Marginalizing hyperparameters with HMC

Instead of optimizing the hyperparameters, let's try integrating them out with Hamiltonian Monte Carlo. We'll first define and run a sampler to approximately draw from the posterior distribution over kernel hyperparameters, given the observations.

num_results = 100
num_burnin_steps = 50

sampler = tfp.mcmc.TransformedTransitionKernel(
    tfp.mcmc.HamiltonianMonteCarlo(
        target_log_prob_fn=target_log_prob,
        step_size=tf.cast(0.1, tf.float64),
        num_leapfrog_steps=8),
    bijector=[constrain_positive, constrain_positive, constrain_positive])

adaptive_sampler = tfp.mcmc.DualAveragingStepSizeAdaptation(
    inner_kernel=sampler,
    num_adaptation_steps=int(0.8 * num_burnin_steps),
    target_accept_prob=tf.cast(0.75, tf.float64))

initial_state = [tf.cast(x, tf.float64) for x in [1., 1., 1.]]
# Speed up sampling by tracing with `tf.function`.
@tf.function(autograph=False, experimental_compile=False)
def do_sampling():
  return tfp.mcmc.sample_chain(
      kernel=adaptive_sampler,
      current_state=initial_state,
      num_results=num_results,
      num_burnin_steps=num_burnin_steps,
      trace_fn=lambda current_state, kernel_results: kernel_results)

t0 = time.time()
samples, kernel_results = do_sampling()
t1 = time.time()
print("Inference ran in {:.2f}s.".format(t1-t0))
Inference ran in 48.94s.

Let's sanity-check the sampler by examining the hyperparameter traces.

(amplitude_samples,
 length_scale_samples,
 observation_noise_variance_samples) = samples

f = plt.figure(figsize=[15, 3])
for i, s in enumerate(samples):
  ax = f.add_subplot(1, len(samples) + 1, i + 1)
  ax.plot(s)

png

Now instead of constructing a single GP with the optimized hyperparameters, we construct the posterior predictive distribution as a mixture of GPs, each defined by a sample from the posterior distribution over hyperparameters. This approximately integrates over the posterior parameters via Monte Carlo sampling to compute the marginal predictive distribution at unobserved locations.

# The sampled hyperparams have a leading batch dimension, `[num_results, ...]`,
# so they construct a *batch* of kernels.
batch_of_posterior_kernels = tfk.ExponentiatedQuadratic(
    amplitude_samples, length_scale_samples)

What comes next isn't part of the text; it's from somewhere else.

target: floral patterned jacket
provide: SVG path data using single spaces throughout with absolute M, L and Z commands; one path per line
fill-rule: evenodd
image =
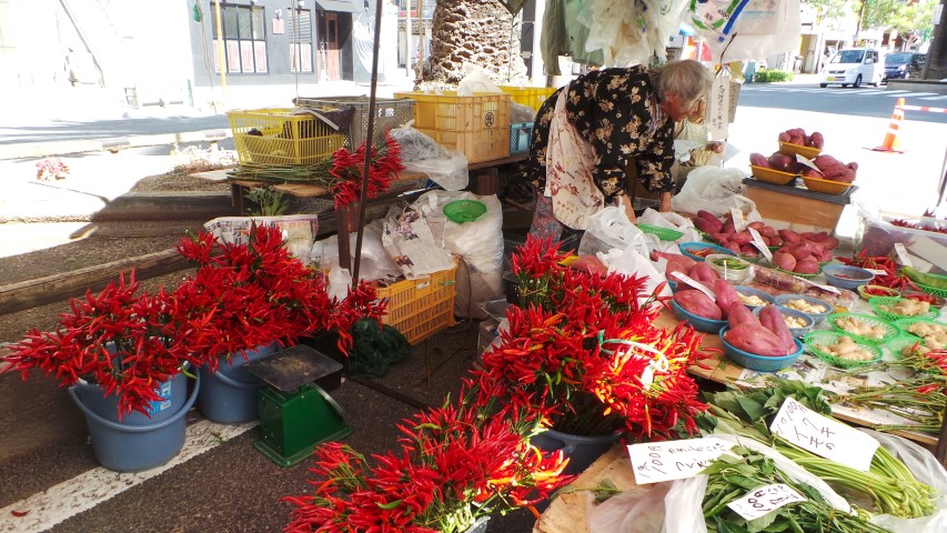
M 611 202 L 625 193 L 625 169 L 634 161 L 648 191 L 674 190 L 674 121 L 657 105 L 653 80 L 645 67 L 603 69 L 578 77 L 568 86 L 566 115 L 595 150 L 593 179 Z M 526 178 L 546 187 L 546 144 L 555 102 L 554 92 L 536 113 Z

# The batch of kernels creates a batch of GP predictive models, one for each
# posterior sample.
batch_gprm = tfd.GaussianProcessRegressionModel(
    kernel=batch_of_posterior_kernels,
    index_points=predictive_index_points_,
    observation_index_points=observation_index_points_,
    observations=observations_,
    observation_noise_variance=observation_noise_variance_samples,
    predictive_noise_variance=0.)

# To construct the marginal predictive distribution, we average with uniform
# weight over the posterior samples.
predictive_gprm = tfd.MixtureSameFamily(
    mixture_distribution=tfd.Categorical(logits=tf.zeros([num_results])),
    components_distribution=batch_gprm)

num_samples = 50
samples = predictive_gprm.sample(num_samples)
# Plot the true function, observations, and posterior samples.
plt.figure(figsize=(12, 4))
plt.plot(predictive_index_points_, sinusoid(predictive_index_points_),
         label='True fn')
plt.scatter(observation_index_points_[:, 0], observations_,
            label='Observations')
for i in range(num_samples):
  plt.plot(predictive_index_points_, samples[i, :], c='r', alpha=.1,
           label='Posterior Sample' if i == 0 else None)
leg = plt.legend(loc='upper right')
for lh in leg.legendHandles: 
    lh.set_alpha(1)
plt.xlabel(r"Index points ($\mathbb{R}^1$)")
plt.ylabel("Observation space")
plt.show()

png

Although the differences are subtle in this case, in general, we would expect the posterior predictive distribution to generalize better (give higher likelihood to held-out data) than just using the most likely parameters as we did above.